Crofton’s pulp-mill’s parent firm is out of creditor protection after a successful financial reorganization, Catalyst’s brass said Thursday.
CEO Kevin Clarke was happy with Catalyst’s reduced debt, interest and annual expenses — and he cheered Crofton’s unionized workers who inked a new labour deal, and North Cowichan council for helping his company weather recent financial storms.
Clarke declined to say if Catalyst will seek more tax relief from council after its hefty spring property-tax shift to homeowners from its biggest tax-and-job engine.
“We’ve always wanted to pay our fair share,” he told the News Leader Pictorial of Crofton mill employing about 600.
“We’ll be looking for a continuation in innovation related to reducing costs and providing value. We’re looking at how to reduce hydro and increase delivery of services.
“It’s been a very difficult process.”
Difficult too for North Cowichan councillors who faced the unpopular tax shift.
“I’m glad to hear Catalyst’s CEO is happy with the decision council made on the tax shift, but I’m not so sure residents are as happy,” said Councillor John Koury.

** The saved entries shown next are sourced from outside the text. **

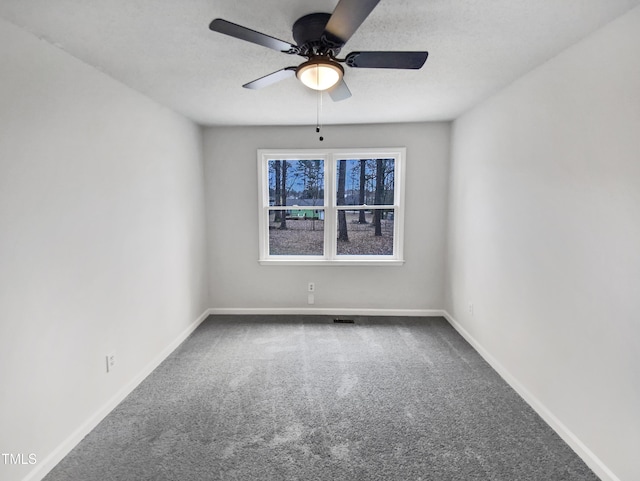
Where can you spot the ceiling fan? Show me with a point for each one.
(319, 38)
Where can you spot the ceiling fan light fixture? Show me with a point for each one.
(320, 73)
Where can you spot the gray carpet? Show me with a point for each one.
(302, 398)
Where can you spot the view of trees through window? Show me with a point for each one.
(361, 199)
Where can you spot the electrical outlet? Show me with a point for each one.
(111, 361)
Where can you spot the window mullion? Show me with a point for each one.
(331, 232)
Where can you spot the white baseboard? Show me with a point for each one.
(590, 459)
(50, 461)
(315, 311)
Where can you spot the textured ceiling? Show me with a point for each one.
(164, 49)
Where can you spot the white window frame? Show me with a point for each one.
(330, 207)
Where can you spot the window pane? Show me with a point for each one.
(363, 232)
(299, 182)
(365, 181)
(296, 232)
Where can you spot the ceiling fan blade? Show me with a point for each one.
(340, 92)
(346, 18)
(271, 78)
(404, 60)
(244, 33)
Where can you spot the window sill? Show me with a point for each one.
(333, 262)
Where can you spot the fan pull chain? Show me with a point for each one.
(319, 111)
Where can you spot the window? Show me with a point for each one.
(331, 206)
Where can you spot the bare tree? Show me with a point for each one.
(363, 176)
(283, 194)
(379, 193)
(278, 190)
(342, 216)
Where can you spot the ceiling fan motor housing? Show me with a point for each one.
(308, 32)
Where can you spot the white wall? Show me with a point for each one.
(101, 242)
(544, 239)
(237, 281)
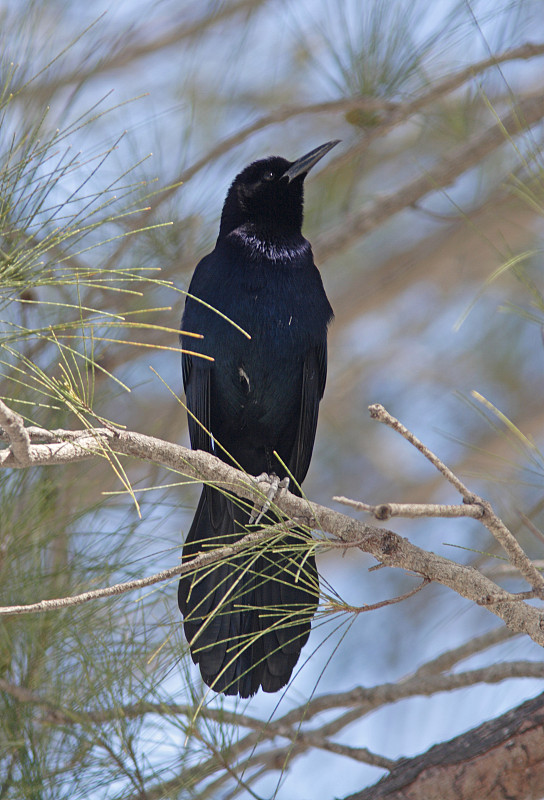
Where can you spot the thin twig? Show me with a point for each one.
(334, 608)
(16, 433)
(492, 522)
(385, 511)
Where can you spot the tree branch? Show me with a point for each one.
(503, 758)
(387, 547)
(495, 526)
(526, 114)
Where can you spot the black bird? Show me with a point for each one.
(246, 620)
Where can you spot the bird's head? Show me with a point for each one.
(268, 194)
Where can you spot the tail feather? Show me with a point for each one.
(246, 620)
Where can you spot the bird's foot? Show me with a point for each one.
(276, 487)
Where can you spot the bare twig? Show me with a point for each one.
(202, 560)
(496, 526)
(387, 547)
(385, 511)
(16, 433)
(334, 608)
(462, 158)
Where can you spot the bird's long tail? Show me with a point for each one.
(247, 617)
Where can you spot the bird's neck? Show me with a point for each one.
(273, 244)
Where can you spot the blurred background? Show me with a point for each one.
(121, 129)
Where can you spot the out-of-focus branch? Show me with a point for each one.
(141, 46)
(501, 758)
(527, 113)
(392, 114)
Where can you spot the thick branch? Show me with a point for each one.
(387, 547)
(468, 155)
(503, 758)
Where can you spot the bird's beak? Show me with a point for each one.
(304, 164)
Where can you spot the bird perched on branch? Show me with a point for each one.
(255, 406)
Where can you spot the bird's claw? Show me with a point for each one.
(276, 487)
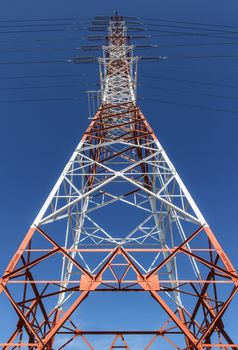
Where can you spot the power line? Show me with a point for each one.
(42, 30)
(193, 23)
(159, 58)
(46, 76)
(190, 105)
(193, 28)
(43, 99)
(189, 92)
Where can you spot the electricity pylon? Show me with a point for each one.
(169, 251)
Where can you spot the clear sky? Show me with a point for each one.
(191, 103)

“I hope (Catalyst) takes advantage of decisions we made, and reinvests in our community to create jobs into the long run that’ll have spin-offs in job creation and economic activity in all sectors.
“Catalyst has a right to ask for more tax relief — it’ll be a tall order, certainly in the short-term.”
Still, Clarke commended council.
“I have tremendous admiration for Mayor Jon Lefebure. We’re looking for ways to improve and hire another 40 to 50 employees in Crofton.
“We’re bringing people back to the island. The mayor and his folks should take great pride.”
Clarke wasn’t so proud of Catalyst’s recent “collateral damage” that closed its operation in Snowflake Arizona.
But shrugging creditor protection means Catalyst is “repositioned and restructured to complete in today’s global world,” Clarke said, citing the hard-working Crofton mill’s place in a globally tough market.
“Most or all of our pulp from Crofton goes to Asia, and more and more of our paper from Crofton goes outside of North America.
“You have to be flexible; if you’re going to compete in the modern world, things change on a blip.”
From the firm’s complex reorganization and related transactions, Catalyst reduced its debt by $390 million, eliminated $80 million of accrued interest, and reduced annual interest expense and other cash costs by approximately $70 million, a company release says.
Clarke also said of Catalyst will be issuing new equity shares by late October.
All of Catalyst’s common shares outstanding prior to the reorganization have been cancelled for no consideration.
Holders of those common shares will not receive any distribution under Catalyst’s amended plan, the company says.
Its amended plan was OK’ed at meetings of the company’s secured and unsecured creditors on June 25.
The plan was approved by B.C.’s Supreme Court on June 28.
The company has also entered into a previously announced new asset-backed loan facility and an exit-financing facility, Catalyst leaders state.
About US$35 million was drawn under the exit facility upon the implementation of the amended plan.